The Christian Broadcasting Network's The 700 Club irresponsibly aired a photo that it said “allegedly shows what happened to a man after he stepped onto a broken CFL and his foot became infected with mercury poisoning.” But the photos, which have circulated online, are believed to be a hoax because the damage they show is unlikely to have come from the small amount of mercury present in energy-efficient compact florescent lamps (CFLs).
The November 27 edition of Pat Robertson's The 700 Club aired graphic images of a foot that was “allegedly” injured from stepping on a broken CFL:
The images originally came from e-mails highlighting what appeared to be a flyer from Caterpillar equipment dealer WesTrac, but that Australian company said that it did not create the document.
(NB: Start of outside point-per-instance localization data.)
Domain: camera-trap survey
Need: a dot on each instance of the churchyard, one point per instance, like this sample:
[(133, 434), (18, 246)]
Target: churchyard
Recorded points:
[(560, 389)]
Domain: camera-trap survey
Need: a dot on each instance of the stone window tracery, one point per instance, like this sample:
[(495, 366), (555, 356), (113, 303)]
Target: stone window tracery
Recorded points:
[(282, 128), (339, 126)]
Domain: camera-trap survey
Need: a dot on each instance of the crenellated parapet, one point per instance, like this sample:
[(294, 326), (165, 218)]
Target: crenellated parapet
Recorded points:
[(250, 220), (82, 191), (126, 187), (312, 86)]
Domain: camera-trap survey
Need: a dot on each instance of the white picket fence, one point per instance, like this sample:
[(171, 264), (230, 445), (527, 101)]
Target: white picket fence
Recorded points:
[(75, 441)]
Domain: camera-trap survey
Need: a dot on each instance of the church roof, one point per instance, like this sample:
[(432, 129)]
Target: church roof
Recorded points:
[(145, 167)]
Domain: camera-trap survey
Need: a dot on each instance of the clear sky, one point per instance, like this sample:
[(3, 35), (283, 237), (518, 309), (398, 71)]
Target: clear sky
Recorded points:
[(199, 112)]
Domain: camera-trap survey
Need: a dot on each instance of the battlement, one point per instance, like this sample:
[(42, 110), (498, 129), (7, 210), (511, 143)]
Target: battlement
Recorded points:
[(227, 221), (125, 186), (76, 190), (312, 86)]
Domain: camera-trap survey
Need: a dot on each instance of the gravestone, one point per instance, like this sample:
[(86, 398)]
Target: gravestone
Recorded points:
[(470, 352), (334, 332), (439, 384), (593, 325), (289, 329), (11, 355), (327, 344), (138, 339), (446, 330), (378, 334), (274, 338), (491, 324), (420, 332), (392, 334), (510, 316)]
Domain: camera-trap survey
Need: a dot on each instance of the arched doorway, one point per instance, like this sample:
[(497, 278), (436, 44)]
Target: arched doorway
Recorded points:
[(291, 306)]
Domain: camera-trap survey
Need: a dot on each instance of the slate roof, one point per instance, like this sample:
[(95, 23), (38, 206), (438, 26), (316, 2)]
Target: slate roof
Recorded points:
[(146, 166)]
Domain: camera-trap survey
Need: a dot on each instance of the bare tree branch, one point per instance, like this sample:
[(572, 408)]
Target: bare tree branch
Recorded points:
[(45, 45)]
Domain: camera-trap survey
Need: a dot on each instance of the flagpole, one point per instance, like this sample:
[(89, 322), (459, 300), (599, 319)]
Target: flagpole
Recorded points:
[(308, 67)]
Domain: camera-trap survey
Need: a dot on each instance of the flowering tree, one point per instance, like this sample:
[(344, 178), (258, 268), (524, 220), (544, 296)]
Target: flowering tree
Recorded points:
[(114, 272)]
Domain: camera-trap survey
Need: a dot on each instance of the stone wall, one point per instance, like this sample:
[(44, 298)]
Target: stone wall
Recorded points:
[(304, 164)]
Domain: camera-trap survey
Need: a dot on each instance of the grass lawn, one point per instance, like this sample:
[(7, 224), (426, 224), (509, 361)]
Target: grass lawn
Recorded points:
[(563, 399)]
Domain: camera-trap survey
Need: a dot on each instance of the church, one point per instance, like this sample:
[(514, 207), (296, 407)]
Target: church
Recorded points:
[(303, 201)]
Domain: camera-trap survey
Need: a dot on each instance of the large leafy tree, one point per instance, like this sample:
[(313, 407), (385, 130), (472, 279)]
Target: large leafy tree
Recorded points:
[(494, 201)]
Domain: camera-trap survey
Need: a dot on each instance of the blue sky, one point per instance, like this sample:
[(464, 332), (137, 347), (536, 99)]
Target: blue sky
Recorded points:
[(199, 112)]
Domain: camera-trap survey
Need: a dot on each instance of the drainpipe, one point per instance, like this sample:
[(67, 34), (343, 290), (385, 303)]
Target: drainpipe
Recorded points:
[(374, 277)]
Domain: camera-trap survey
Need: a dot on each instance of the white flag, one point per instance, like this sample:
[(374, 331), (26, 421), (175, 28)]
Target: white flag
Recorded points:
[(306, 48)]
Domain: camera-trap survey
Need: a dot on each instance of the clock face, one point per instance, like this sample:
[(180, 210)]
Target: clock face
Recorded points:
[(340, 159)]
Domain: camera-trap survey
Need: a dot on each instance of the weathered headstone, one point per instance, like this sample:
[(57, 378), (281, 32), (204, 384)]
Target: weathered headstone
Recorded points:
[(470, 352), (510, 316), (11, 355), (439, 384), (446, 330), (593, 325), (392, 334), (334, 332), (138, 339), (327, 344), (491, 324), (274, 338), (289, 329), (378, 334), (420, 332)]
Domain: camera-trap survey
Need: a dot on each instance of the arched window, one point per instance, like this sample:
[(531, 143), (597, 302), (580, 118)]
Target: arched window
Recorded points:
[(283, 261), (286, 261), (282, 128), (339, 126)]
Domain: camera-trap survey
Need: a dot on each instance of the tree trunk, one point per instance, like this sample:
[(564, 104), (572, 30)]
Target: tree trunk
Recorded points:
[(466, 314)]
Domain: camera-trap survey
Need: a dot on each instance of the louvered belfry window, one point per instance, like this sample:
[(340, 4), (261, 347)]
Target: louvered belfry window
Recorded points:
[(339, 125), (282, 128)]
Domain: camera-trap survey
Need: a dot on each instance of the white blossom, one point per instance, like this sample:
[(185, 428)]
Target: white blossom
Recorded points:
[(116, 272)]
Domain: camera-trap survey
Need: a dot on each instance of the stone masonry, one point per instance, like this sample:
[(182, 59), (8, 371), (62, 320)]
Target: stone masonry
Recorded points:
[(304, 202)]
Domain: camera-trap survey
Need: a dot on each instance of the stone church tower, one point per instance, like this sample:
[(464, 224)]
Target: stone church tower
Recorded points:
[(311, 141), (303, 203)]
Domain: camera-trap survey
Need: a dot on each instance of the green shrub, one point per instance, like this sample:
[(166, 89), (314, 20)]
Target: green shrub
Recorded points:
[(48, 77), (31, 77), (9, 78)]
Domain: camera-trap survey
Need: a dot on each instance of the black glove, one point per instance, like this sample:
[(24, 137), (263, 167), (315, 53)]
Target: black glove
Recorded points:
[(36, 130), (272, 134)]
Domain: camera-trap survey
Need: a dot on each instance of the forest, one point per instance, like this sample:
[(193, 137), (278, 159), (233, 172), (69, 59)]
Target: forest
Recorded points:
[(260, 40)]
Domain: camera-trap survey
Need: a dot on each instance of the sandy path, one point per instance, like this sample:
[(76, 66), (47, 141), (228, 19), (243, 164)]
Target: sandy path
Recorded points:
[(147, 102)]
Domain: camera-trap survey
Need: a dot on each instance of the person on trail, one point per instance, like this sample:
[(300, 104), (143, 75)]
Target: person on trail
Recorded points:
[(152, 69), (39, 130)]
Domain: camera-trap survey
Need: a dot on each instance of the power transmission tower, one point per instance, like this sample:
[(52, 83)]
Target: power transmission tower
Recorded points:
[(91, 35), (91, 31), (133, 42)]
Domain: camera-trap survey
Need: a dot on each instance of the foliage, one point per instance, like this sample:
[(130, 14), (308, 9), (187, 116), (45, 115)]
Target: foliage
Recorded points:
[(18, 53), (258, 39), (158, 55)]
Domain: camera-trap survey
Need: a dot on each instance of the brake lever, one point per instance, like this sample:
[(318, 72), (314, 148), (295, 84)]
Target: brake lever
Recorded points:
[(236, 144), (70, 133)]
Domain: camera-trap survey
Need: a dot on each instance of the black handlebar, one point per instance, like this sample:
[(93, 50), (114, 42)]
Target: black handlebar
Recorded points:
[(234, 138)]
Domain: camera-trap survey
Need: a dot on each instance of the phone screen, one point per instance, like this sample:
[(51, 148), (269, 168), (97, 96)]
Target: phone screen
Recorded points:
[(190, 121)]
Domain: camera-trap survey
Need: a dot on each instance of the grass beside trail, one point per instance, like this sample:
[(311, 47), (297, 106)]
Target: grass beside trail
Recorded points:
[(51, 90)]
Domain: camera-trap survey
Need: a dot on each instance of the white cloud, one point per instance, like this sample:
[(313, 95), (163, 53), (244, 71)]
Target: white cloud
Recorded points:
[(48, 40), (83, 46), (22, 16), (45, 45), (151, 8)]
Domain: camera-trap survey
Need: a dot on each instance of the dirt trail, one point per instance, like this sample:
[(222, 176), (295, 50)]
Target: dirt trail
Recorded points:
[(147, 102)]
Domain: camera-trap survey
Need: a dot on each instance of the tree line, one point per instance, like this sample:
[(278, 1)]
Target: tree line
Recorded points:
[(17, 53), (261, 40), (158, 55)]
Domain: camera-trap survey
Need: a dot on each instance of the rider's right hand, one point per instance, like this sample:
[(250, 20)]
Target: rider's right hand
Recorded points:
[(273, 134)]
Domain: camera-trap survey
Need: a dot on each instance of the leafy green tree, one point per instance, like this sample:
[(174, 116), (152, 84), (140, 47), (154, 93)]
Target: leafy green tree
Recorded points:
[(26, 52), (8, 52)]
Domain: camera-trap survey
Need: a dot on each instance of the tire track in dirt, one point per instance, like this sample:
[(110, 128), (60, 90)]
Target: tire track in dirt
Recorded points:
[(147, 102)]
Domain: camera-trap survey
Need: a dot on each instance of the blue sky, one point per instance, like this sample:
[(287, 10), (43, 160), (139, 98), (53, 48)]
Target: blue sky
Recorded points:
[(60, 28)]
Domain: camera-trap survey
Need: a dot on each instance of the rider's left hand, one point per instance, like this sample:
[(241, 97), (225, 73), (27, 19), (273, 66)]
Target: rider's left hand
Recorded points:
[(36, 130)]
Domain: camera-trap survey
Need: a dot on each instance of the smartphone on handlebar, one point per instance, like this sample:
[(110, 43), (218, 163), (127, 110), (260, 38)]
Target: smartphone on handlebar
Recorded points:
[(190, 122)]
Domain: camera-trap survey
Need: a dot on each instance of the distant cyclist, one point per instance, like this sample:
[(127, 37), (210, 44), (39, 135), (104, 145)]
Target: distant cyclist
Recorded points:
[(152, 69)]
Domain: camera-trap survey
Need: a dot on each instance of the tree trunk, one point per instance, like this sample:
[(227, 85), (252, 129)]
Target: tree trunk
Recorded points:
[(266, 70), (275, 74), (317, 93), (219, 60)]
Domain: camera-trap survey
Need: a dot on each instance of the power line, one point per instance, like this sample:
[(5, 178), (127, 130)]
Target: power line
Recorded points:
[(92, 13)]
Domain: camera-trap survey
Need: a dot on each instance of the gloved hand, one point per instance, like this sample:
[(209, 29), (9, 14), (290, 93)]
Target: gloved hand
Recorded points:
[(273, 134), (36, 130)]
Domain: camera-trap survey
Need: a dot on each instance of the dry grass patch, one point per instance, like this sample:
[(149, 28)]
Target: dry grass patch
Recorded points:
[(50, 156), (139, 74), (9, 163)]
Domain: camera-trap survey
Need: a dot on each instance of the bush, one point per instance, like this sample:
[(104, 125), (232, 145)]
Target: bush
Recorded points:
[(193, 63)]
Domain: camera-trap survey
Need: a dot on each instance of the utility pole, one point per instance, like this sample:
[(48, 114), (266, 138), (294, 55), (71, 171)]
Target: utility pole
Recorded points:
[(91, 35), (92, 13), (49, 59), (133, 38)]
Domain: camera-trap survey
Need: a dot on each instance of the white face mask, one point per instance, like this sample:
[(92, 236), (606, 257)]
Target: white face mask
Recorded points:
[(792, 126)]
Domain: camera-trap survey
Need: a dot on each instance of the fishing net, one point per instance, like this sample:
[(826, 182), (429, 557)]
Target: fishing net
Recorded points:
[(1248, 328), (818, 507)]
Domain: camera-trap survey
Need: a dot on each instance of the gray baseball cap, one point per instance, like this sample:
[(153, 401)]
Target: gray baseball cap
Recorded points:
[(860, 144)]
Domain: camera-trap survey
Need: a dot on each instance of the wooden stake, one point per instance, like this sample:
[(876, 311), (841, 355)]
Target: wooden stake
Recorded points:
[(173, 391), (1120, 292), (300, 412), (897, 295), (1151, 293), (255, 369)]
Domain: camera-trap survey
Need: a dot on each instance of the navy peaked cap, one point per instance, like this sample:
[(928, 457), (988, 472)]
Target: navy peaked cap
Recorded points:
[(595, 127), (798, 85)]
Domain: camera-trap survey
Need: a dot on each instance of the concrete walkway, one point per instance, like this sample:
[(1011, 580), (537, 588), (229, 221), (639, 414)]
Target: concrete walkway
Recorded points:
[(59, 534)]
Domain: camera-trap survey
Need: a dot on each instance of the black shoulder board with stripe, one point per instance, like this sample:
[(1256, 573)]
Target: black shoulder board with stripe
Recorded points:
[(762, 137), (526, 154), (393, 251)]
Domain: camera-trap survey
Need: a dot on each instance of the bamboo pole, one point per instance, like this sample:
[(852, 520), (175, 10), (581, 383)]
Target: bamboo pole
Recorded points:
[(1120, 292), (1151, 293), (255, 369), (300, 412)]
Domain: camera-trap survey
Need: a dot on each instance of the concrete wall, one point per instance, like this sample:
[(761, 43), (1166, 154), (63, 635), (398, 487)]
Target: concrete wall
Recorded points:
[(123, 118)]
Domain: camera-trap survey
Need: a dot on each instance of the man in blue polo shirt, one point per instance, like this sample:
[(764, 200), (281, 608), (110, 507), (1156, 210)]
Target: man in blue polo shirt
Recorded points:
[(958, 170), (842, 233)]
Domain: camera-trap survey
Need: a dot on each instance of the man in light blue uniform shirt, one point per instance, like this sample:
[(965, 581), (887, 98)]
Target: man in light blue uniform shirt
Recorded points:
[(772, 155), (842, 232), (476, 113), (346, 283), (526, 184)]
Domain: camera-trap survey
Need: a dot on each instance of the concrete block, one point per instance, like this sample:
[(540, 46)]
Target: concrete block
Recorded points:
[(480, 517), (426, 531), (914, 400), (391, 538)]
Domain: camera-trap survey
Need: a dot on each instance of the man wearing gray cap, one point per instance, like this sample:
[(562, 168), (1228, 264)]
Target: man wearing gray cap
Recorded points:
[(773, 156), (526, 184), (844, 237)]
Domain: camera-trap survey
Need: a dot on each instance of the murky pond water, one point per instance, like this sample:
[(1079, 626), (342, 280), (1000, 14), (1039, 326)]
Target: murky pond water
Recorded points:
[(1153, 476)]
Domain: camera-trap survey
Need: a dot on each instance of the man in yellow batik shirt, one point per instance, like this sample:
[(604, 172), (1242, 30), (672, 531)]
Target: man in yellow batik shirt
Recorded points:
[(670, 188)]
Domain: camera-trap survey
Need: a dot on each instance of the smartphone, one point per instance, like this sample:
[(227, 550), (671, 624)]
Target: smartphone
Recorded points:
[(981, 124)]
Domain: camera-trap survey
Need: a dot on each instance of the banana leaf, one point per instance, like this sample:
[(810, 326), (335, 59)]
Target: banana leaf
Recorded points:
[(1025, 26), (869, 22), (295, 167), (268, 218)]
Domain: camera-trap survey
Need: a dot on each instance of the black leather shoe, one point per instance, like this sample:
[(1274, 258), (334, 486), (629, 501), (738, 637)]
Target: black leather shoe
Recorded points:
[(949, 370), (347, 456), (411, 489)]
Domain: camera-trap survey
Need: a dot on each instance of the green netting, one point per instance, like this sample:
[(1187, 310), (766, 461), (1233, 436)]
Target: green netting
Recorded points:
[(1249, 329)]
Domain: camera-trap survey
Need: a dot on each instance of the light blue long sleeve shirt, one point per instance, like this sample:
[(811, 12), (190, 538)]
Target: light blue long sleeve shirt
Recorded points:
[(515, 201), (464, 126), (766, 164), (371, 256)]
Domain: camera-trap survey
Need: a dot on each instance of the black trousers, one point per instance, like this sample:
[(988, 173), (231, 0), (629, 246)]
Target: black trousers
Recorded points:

The images were later circulated in a Salisbury, MD, fire department newsletter, but according to the website Snopes -- which specializes in exposing online hoaxes - fire department officials later stated that they believe they were duped by an “Internet-falsehood”:
Although attempts were made to verify the validity of the information, initial Internet searches provided no compelling evidence to dispute the information. We now believe that the information we used as the basis for our April 2012 Newsletter was an Internet-falsehood which started circulating numerous years ago and had an ulterior motive and purpose.
Yet The 700 Club took seriously the claim that someone stepped (apparently barefoot) on the broken remains of a CFL in such a way that the top half of their foot was demolished (see further graphic photos here). Snopes and the Global Lighting Association state that the injury appears to be more consistent with a bacterial infection than damage associated with the small amount of mercury contained in CFLs. While co-hosts Pat Robertson and Kristi Watts suggested you would need to “evacuate” and get a “hazmat crew” if you broke a CFL, broken bulbs can be easily cleaned up by homeowners and do not pose an inordinate risk, according to a Yahoo! News report on research from the Lawrence Berkeley National Laboratory:
If you do a common sense job of cleaning up (open the windows, clean up, and remove the debris), then your mercury exposure would be the equivalent of taking a tiny nibble of tuna, according to Francis Rubinstein, a staff scientist at Berkeley Lab. What if you did the worst job possible, say closed all the doors and smashed the bulb with a hammer? It's still no big deal, says Rubinstein, who points out that it would be the equivalent of eating one can of tuna.
If The 700 Club could not verify the images, it should not have aired them -- and it certainly should not have used them in yet another faulty attempt to rail against the “light bulb socialism” of energy efficiency standards, which were enacted under the Bush administration.